Honouring Our Guardians: Indigenous women’s leadership and knowledge for climate justice

What is it about?

Honouring Our Guardians centers the leadership of Indigenous women activists, policy makers and scholars from different parts of the world through an international/translocal community of praxis for climate justice. It tests frames, policies and practices that are Indigenous in design and execution, through community pilots in three different locations: the Pacific Islands, the Great Basin area of the USA, and the Brazilian Amazon.    

Analyses from this deeply collaborative and iterative process will challenge and transform mainstream narratives and policies around climate justice that have so far failed us because they are not systemic enough, nor led by those most affected.

Why is this important?

The lived experiences of Indigenous communities offer the exemplary intersectional, multi-faceted, cross-generational analyses of the chronic stressors of the climate crisis, including capitalism, colonialism, patriarchy and racism. Yet most risk mitigation and climate change strategies and solutions currently either ignore or romanticize Indigenous communities. When considered, “indigeneity” is treated as a monolithic category, rather than with the rich textures and differences of 370 million people, living across 90 countries, in multiple complex contexts of land, forest and ocean. Most importantly, the expertise and experience of Indigenous activists, scholars, policy makers and practitioners is rarely centered in this mainstream environmental discourse. With all good intentions, it is still primarily Western and global North based and led, including when it focuses on global South contexts for research and activism.

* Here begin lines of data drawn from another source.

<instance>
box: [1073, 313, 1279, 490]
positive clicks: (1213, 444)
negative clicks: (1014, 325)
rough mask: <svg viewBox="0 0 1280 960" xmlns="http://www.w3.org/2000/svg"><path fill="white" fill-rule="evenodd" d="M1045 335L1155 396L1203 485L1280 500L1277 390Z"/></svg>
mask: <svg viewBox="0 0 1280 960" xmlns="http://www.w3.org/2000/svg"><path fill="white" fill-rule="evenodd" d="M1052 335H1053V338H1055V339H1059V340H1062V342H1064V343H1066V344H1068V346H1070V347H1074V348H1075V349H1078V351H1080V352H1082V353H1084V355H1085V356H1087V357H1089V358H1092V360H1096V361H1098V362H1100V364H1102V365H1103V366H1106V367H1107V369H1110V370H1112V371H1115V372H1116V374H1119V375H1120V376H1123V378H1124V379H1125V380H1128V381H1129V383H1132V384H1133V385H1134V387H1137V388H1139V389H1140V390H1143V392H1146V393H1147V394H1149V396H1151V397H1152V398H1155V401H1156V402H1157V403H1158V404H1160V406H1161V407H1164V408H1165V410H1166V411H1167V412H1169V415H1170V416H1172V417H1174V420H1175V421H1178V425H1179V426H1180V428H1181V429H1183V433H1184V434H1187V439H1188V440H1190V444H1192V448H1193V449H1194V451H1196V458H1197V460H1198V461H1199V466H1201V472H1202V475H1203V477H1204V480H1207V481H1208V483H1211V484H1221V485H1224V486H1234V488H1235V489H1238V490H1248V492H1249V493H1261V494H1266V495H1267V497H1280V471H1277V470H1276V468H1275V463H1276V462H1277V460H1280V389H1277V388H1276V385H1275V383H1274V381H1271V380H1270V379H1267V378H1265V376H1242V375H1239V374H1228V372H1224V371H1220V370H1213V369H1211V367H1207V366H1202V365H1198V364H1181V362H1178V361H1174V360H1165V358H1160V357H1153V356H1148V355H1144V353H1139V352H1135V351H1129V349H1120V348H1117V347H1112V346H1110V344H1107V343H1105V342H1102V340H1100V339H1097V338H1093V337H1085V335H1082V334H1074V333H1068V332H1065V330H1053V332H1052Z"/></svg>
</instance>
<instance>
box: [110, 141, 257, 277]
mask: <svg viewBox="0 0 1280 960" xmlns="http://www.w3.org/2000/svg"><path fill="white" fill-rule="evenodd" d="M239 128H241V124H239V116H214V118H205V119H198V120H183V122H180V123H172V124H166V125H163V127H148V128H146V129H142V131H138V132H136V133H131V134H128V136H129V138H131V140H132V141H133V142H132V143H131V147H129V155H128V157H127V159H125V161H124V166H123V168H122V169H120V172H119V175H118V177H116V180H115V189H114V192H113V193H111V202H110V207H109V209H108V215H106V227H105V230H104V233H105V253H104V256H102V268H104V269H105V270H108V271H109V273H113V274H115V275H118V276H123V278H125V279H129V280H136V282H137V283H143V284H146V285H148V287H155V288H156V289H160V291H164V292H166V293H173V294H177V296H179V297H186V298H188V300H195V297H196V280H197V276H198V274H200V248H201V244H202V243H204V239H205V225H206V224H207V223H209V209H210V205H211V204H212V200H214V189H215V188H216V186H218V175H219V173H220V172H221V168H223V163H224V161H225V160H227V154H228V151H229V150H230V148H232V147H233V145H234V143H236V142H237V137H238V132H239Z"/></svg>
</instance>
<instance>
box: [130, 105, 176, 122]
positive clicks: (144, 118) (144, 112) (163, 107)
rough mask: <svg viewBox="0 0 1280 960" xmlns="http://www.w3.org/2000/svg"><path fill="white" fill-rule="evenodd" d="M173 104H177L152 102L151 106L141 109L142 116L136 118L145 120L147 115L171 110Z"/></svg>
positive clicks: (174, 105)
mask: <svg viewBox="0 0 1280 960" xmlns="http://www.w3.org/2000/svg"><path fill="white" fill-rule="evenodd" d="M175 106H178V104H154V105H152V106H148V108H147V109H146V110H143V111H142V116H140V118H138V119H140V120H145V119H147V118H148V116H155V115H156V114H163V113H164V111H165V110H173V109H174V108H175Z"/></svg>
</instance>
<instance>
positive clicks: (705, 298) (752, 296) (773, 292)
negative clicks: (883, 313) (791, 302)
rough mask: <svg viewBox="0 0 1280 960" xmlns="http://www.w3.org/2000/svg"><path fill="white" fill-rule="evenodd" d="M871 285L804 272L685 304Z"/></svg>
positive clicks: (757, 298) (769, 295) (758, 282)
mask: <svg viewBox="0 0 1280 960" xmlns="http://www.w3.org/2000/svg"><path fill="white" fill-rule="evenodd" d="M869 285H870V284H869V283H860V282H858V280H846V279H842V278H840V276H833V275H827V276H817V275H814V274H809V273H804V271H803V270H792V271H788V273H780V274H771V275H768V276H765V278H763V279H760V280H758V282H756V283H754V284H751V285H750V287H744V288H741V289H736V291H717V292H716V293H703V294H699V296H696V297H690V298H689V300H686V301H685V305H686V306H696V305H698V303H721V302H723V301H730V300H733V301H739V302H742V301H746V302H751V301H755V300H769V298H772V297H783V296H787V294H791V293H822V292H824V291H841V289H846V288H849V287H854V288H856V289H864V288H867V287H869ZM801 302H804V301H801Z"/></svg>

This pilot project intends to do exactly the opposite. We will be audacious in both imagination and action to create a community of praxis, centering Indigenous leadership, reciprocity and resilience in local practices of resistance, adaptation and transformation.

What do we plan to do?

Indigenous activists, scholars and policy makers are together in a community of praxis for climate justice over two years, sharing our multiple systems of knowledge and re-imagining frames of reference for the climate crisis from our Indigenous perspectives. We co-design and workshop the policies and practices we are implementing through community projects in our own contexts. We will then be able to reflect, compare, contrast and analyse across these contexts, and offer analyses and insights for reciprocity and resilience across multiple other contexts.